Finish up school, find work at a chaebol, here's a list. Not to imply that it's easy- if you didn't graduate from the Big Three, your chances plummet. They drop again if you didn't go to school in Seoul. Even if you did, hiring is so competitive now that in addition to English interviews and tests, it's standard to include a picture of yourself on the resume because HR wants to consider your hireability based on your physical appearance too. Celerations are in order if you get a job offer (you're buying). You're now at the bottom rung of the corporate ladder. Do what your boss says, or he'll throw you off. If you think Korean corporate culture is a strict hierarchy of deferrence and conformity, good guess.
One of my friends here went to one of the big three Universities and got her first job working for Samsung because of it. This is the textbook definition of "making it" in Korea. Everything, all the hard work and 12 hour school days culminates into whether you can get the 'good' job and scale the socioeconomic ladder.You can't get the second without the first- a lot of the big companies won't even touch your resume if you went to school outside of the Big Three, or worse, outside of Seoul.

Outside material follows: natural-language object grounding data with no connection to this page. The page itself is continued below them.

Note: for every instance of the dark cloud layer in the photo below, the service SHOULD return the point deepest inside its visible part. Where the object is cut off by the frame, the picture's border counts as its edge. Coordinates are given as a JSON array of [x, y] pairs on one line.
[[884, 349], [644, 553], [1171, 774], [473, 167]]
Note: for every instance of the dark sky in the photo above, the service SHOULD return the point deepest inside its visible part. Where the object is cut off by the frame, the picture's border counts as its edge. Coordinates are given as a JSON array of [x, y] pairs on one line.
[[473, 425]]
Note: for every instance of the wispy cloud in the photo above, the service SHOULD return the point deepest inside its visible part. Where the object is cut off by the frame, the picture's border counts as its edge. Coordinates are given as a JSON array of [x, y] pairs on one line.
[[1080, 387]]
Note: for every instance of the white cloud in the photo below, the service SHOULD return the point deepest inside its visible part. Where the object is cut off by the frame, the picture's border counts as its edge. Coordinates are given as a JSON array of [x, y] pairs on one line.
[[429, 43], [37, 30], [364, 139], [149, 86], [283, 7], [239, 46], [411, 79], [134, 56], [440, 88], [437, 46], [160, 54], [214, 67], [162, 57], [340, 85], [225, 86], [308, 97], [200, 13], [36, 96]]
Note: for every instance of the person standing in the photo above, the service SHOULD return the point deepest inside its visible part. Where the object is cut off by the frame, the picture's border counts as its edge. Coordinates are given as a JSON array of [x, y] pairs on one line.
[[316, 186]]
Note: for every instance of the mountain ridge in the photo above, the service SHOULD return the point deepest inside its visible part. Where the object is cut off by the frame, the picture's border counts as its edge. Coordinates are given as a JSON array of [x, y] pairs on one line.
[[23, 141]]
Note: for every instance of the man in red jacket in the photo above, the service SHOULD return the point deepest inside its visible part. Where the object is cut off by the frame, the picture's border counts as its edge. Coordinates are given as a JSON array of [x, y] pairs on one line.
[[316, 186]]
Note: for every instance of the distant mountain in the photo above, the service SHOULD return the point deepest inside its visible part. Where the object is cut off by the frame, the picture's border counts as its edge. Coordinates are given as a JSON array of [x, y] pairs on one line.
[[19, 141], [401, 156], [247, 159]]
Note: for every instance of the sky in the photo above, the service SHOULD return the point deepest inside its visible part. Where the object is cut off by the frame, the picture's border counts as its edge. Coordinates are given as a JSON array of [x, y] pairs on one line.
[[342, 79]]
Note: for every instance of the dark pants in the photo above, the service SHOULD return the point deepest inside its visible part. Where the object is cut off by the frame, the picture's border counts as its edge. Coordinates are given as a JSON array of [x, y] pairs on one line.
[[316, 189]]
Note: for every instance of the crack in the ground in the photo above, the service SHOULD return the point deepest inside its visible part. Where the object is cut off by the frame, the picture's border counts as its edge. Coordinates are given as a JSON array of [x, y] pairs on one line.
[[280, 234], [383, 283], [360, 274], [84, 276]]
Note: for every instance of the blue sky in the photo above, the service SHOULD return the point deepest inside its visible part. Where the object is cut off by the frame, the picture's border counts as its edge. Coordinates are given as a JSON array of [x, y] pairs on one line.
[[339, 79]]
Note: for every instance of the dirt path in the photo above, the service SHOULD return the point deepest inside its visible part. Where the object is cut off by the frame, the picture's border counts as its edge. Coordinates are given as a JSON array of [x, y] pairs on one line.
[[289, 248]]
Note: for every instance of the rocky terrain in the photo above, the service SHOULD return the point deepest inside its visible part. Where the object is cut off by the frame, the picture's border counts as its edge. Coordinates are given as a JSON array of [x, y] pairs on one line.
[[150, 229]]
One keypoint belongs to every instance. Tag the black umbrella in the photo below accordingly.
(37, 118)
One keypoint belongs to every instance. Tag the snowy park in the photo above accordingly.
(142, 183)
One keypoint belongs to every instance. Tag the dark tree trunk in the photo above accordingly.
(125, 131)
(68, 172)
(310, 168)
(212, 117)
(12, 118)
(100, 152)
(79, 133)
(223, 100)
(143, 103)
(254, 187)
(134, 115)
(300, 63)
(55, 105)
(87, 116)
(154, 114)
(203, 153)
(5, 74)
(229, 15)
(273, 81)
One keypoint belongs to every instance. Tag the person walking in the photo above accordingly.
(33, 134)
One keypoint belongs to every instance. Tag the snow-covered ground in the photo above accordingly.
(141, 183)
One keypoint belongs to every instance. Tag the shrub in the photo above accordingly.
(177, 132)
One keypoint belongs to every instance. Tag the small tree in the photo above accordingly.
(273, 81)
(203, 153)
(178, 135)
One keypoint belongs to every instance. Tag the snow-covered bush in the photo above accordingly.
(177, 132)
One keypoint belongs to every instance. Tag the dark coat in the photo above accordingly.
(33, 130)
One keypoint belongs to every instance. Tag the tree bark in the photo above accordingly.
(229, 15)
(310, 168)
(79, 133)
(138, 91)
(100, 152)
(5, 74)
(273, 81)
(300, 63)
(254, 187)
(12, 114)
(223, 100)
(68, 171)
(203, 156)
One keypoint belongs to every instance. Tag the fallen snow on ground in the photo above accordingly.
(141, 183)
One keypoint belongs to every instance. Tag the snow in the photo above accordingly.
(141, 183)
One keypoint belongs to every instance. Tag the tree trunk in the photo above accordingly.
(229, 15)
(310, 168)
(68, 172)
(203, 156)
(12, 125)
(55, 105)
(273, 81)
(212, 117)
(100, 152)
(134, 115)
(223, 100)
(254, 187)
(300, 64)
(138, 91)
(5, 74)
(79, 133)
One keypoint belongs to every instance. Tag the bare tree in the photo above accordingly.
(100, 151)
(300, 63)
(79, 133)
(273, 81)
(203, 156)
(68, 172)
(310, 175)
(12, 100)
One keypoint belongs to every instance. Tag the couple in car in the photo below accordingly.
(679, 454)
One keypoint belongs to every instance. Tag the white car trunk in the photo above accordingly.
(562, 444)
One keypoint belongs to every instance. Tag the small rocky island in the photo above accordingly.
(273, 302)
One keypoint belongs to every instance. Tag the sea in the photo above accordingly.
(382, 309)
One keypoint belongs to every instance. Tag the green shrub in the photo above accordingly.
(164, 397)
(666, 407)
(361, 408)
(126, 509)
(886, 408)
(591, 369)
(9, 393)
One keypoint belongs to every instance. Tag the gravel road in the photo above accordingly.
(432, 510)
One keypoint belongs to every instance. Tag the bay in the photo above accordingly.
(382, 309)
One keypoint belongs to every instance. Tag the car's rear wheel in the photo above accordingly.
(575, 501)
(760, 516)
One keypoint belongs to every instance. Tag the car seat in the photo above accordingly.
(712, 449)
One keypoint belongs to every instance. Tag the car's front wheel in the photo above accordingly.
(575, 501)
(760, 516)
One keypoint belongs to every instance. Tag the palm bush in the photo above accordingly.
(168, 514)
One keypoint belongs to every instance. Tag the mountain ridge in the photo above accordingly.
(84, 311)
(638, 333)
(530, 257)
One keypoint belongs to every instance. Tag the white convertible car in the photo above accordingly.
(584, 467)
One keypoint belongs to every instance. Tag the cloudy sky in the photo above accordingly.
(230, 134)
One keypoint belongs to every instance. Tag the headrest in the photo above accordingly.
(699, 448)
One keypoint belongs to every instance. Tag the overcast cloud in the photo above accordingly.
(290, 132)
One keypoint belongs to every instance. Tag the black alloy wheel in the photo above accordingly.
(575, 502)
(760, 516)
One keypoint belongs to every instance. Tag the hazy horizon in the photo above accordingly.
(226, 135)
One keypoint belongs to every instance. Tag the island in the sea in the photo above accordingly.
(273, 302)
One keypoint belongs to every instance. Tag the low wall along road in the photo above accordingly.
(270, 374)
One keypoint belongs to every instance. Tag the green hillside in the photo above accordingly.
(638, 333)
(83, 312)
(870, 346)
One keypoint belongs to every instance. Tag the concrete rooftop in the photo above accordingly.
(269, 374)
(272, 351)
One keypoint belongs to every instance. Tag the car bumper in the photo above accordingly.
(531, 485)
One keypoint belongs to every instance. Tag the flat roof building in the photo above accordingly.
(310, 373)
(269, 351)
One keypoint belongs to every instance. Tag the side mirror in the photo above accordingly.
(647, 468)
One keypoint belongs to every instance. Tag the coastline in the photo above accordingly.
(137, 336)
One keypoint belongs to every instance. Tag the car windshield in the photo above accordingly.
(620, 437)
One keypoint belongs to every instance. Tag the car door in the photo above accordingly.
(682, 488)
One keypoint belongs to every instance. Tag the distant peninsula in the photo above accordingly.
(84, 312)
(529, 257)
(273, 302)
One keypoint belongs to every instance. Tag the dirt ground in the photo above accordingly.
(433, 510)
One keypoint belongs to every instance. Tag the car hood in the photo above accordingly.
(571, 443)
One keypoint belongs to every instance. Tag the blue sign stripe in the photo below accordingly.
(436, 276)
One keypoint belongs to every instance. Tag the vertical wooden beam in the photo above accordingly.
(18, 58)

She gets the job at Samsung, the biggest and highest paying of the chaebols with the most room for career advancement. Surprise, it sucks! She's got more money than she needs and no time to spend it all. The workload is heavy enough that everyone is doing unpaid overtime on weekends. For two years, she took no vacation and no sick days. They give everyone some, of course they have to, but when you take leave, your coworkers have to pick up your slack when it's hard enough to stay afloat as it is. They (The Man) use social guilt and unreasonable deadlines to milk every last drop out of the money chasers. She quit: After two years, she didn't meet a single person who liked their job.
I think all this only scratches the surface. I could go on and on, but I'm reaching out of my scope. I never intended to write this. Actually, it was supposed to be a funny story about how my Korean friend JJ's senior killed himself on his wedding day. Then I started looking up the facts and my jaw dropped.
Is Korea a nice place to live? For some. But it sure isn't a nice place to grow up.